Partiyi sırtlamak yerine partinin sırtına binenleri kenara çekmek de milletimize karşı sorumluluğumuzun gereğidir. Partimizin çatısı altında FETÖ ile iltisakı olanları asla barındıramayız. Yol yakınken nerde FETÖ ile bağlantısı olanlar varsa hemen bize bildirin. Anında kapıya koymaya mecburuz.
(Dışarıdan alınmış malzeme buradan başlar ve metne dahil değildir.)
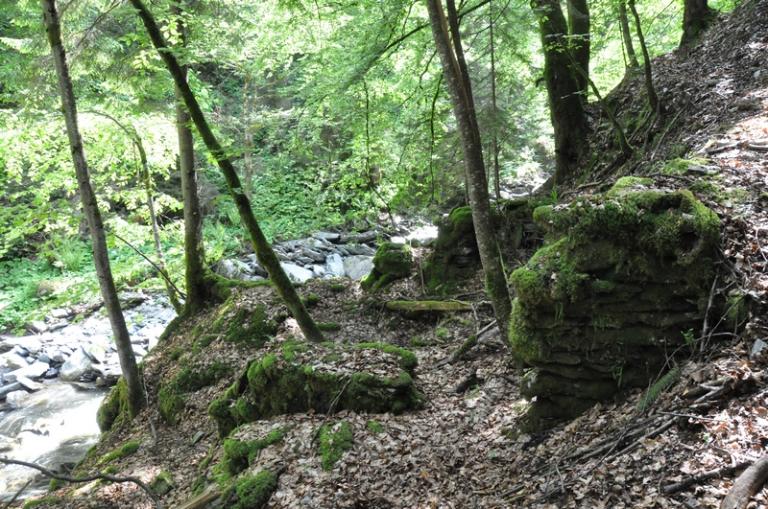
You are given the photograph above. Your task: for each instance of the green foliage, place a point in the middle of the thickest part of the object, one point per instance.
(658, 388)
(334, 441)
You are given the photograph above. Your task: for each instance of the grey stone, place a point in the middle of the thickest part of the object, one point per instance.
(759, 349)
(77, 365)
(37, 326)
(357, 267)
(297, 274)
(330, 237)
(334, 265)
(11, 361)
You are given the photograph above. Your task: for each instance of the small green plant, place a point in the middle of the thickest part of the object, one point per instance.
(335, 440)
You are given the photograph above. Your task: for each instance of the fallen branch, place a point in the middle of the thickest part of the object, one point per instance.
(703, 477)
(93, 477)
(746, 485)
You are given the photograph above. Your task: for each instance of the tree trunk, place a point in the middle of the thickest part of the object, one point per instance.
(653, 99)
(626, 36)
(696, 17)
(194, 269)
(578, 30)
(128, 365)
(565, 104)
(264, 252)
(495, 109)
(459, 85)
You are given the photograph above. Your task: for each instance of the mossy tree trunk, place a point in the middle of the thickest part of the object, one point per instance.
(198, 287)
(565, 102)
(626, 36)
(125, 354)
(448, 44)
(264, 252)
(653, 99)
(578, 30)
(696, 16)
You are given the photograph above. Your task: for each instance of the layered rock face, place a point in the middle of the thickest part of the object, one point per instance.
(621, 284)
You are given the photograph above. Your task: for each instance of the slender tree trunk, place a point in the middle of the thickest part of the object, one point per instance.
(696, 16)
(198, 292)
(653, 99)
(146, 178)
(495, 109)
(459, 85)
(578, 30)
(264, 252)
(566, 107)
(248, 95)
(128, 365)
(626, 36)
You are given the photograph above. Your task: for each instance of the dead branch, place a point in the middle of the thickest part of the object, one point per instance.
(746, 485)
(703, 477)
(93, 477)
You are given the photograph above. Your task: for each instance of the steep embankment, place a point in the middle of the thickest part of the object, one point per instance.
(449, 436)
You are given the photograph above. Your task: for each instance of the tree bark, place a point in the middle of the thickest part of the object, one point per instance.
(494, 109)
(565, 103)
(459, 85)
(198, 292)
(696, 17)
(578, 30)
(125, 354)
(626, 36)
(264, 252)
(653, 99)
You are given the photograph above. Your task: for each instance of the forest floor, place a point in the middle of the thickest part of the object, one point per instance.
(463, 450)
"SİZ KAÇACAKSINIZ BİZ KOVALAYACAĞIZ"

Bunlar bu milleti böldüler, ümmeti parçaladılar. Utanmadan, sıkılmadan şu anda Pensilvanya’da, Almanya’da park ettiler. Daha siz çok yerlere kaçacaksınız. Afrika’ya kaçacaksınız. Ama siz kaçacaksınız biz kovalayacağız"

'RÖPORTAJ' ELEŞTİRİSİ

CHP Genel Başkanı Kemal Kılıçdaroğlu'nun Almanya'da bir dergiye verdiği röportajdan dolayı eleştiren Erdoğan, şunları söyledi:

"Geçtiğimiz günlerde ana muhalefet partisinin başındaki şahıs, bir Alman dergisine röportaj veriyor. Normal şartlarda herhangi bir siyasetçi, böyle bir imkanı ülkesinin ve milletinin faydasına olacak şekilde kullanır. Peki, bizim ana muhalefetin başındaki zat ne yapıyor? Alman kamuoyuna ülkesini şikayet ediyor. Hem de öyle bir şikayet ediyor ki adeta Alman yatırımcıları da Alman turistleri de 'Türkiye'den uzak dursun, sakın buralara gelmesin' diye bangır bangır bağırıyor. Neymiş efendim? 'Türkiye'de kimsenin can ve mal güvenliği yokmuş.' Önce sözlerini inkar etmeye çalıştı. Mızrak çuvala sığmayınca bu defa pişkince 'Ben bunları her yerde söylüyorum' diyerek, işin içinden sıyrılmaya kalktı. Bu ifade, söz konusu zatın sehven değil; bilinçli olarak ülkemize iftira attığını gösteriyor. Yazıklar olsun. Ekmeğini yediği, suyunu içtiği, milletvekili ve emekli olarak maaşını aldığı devletine ve ülkesine böylesine bir ihaneti yapabilen ve yüzü kızarmadan bunu savunan zata ne desek, boştur."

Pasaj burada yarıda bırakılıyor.